DETROIT — On Sunday morning, the Twins had two healthy shortstops on their roster. The current star was Carlos Correa, and the future, Royce Lewis, whom the twins also hope to turn into a star.
He had no one till Monday afternoon.
Lewis, who was recalled from Triple-A on Sunday, ran into the wall of the outfield while making a play at center field hours later and suffered what the twins are calling a bone injury to his right knee, which left him behind. Put on the injured list. Things went from bad to worse for the Twins on Monday, when Correa tested positive for COVID-19, something that manager Rocco Baldelli described as the Twins’ 7-5 loss to the Tigers at Comerica Park on Monday afternoon. found during
“We are not the only club dealing with this,” Baldelli said. “It sounds like it’s worse than you expected, but we’ll continue to handle it and watch other people until what our people feel is back.”
Correa became the fifth twin to test positive for COVID-19 last month, and will be joined by starter Joe Ryan and outfielder Gilberto Celestino at IL. Earlier in May, Luis Arrez and Dylan Bundy, who started in six innings on Monday and conceded four, tested positive in Baltimore along with Baldelli.
Baldelli said Correa, who is up to date with his vaccinations, is displaying few symptoms and was sent back to the team’s Detroit hotel to rest and recover.
Correa’s positive test makes an uphill road trip even more difficult for the twins, who are caught in a stretch of 18 games over 17 days. They have a scheduled doubleheader on Tuesday and when they head to Toronto later this week, they will lose a handful of players who should be placed on the banned list because they are without vaccinations and cannot enter Canada.
On top of that, Max Kepler is dealing with a quadriceps issue, though Baldelli remains hopeful he can return on Tuesday, and Sonny Gray on the injured list, as Sunday begins with less pain in his right pectoral. It was done
Without Correa, Kepler and Byron Buxton, who had the day off but came on for a pinch in the ninth inning, the Twins (29–20) scored five runs – the longest ball (Gary Sanchez, Jose Miranda and Gio Ursella) Through – but faltered defensively.

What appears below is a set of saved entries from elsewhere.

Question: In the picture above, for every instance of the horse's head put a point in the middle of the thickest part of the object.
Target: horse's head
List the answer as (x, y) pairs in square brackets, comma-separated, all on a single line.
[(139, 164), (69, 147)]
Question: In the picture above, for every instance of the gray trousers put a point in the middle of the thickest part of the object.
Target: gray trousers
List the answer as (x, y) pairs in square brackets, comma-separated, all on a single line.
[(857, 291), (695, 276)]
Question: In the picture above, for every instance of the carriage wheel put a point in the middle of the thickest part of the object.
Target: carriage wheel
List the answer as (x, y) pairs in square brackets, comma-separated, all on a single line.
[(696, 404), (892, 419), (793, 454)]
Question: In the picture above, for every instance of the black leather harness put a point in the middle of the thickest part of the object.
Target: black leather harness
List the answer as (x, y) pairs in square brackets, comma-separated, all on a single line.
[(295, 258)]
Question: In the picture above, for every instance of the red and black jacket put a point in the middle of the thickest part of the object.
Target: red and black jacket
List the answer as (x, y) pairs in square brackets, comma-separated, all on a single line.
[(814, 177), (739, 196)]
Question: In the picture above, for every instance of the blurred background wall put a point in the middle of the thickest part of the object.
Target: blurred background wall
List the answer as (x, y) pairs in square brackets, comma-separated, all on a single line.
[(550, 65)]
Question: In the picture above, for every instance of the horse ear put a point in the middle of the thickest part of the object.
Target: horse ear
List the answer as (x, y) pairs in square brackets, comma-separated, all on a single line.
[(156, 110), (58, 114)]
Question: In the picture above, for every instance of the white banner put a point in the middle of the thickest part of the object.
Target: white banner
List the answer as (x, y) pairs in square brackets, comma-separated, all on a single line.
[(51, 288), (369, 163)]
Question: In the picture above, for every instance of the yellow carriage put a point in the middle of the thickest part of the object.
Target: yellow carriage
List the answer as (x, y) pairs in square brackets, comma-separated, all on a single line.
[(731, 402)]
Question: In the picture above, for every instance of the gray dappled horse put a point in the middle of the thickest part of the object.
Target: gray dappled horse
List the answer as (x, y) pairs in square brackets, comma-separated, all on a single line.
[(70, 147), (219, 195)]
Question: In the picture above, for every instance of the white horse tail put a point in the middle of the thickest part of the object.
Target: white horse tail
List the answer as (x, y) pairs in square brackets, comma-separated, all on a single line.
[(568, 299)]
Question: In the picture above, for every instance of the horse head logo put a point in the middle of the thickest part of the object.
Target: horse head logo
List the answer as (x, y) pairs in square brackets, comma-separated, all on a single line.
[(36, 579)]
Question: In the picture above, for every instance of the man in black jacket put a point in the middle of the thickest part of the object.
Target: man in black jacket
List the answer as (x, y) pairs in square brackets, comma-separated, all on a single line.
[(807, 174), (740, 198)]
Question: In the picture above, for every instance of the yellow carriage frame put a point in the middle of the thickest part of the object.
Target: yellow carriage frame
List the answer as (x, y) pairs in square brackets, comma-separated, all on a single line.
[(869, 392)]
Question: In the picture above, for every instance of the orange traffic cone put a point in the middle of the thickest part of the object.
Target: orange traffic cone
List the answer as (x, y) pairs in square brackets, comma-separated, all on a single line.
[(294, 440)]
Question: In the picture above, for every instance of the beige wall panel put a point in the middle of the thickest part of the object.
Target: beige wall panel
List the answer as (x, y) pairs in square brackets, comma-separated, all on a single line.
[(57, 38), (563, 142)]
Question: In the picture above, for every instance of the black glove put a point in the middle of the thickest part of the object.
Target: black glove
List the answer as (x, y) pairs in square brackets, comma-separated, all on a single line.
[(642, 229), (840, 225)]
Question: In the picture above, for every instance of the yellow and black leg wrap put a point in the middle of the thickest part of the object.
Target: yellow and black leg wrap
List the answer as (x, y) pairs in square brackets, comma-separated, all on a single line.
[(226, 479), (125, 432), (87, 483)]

The Tigers (18–29) took the lead for good in the seventh inning when Spencer Torkelson hit a grounder towards Miranda, who went a long way to play, but then threw the ball past reliever Joe Smith. , who was running for cover first. The second-ranked runner broke the 4-4 draw to score the goal.
“We didn’t make plays, all of them, defensively,” Baldelli said. “We need to do that. … He did a good job of getting the ball into play and fighting in a lot of at-bats and spraying the ball all over the field, and that’s part of the game. Clearly it’s frustrating When it’s a somewhat soft hit, but then again, there’s nothing we’re going to do about it. We have to find a way out.”
Before Tuesday’s doubleheader, Bundy made several starts while facing the Tigers for the second time, throwing six innings and giving up a run in the third, two in the fourth and one in the fifth. Most of the contacts he left were soft, including a few shift-beating hits.
“It’s more than a chess game when you have to face them five days apart,” Bundy said. “That’s what makes it fun in your division, though. We have to win these games.”
And without his star shortstop, he just got a little tougher.
“It seems like one (COVID-19 positive) week one or one every other week or two every other week. It’s tough,” Bundy said. “We try, or try, our best to keep it out of here. But it’s still around and affects the team. But we can’t do anything about it, I guess. Show up tomorrow and Try to win two games.”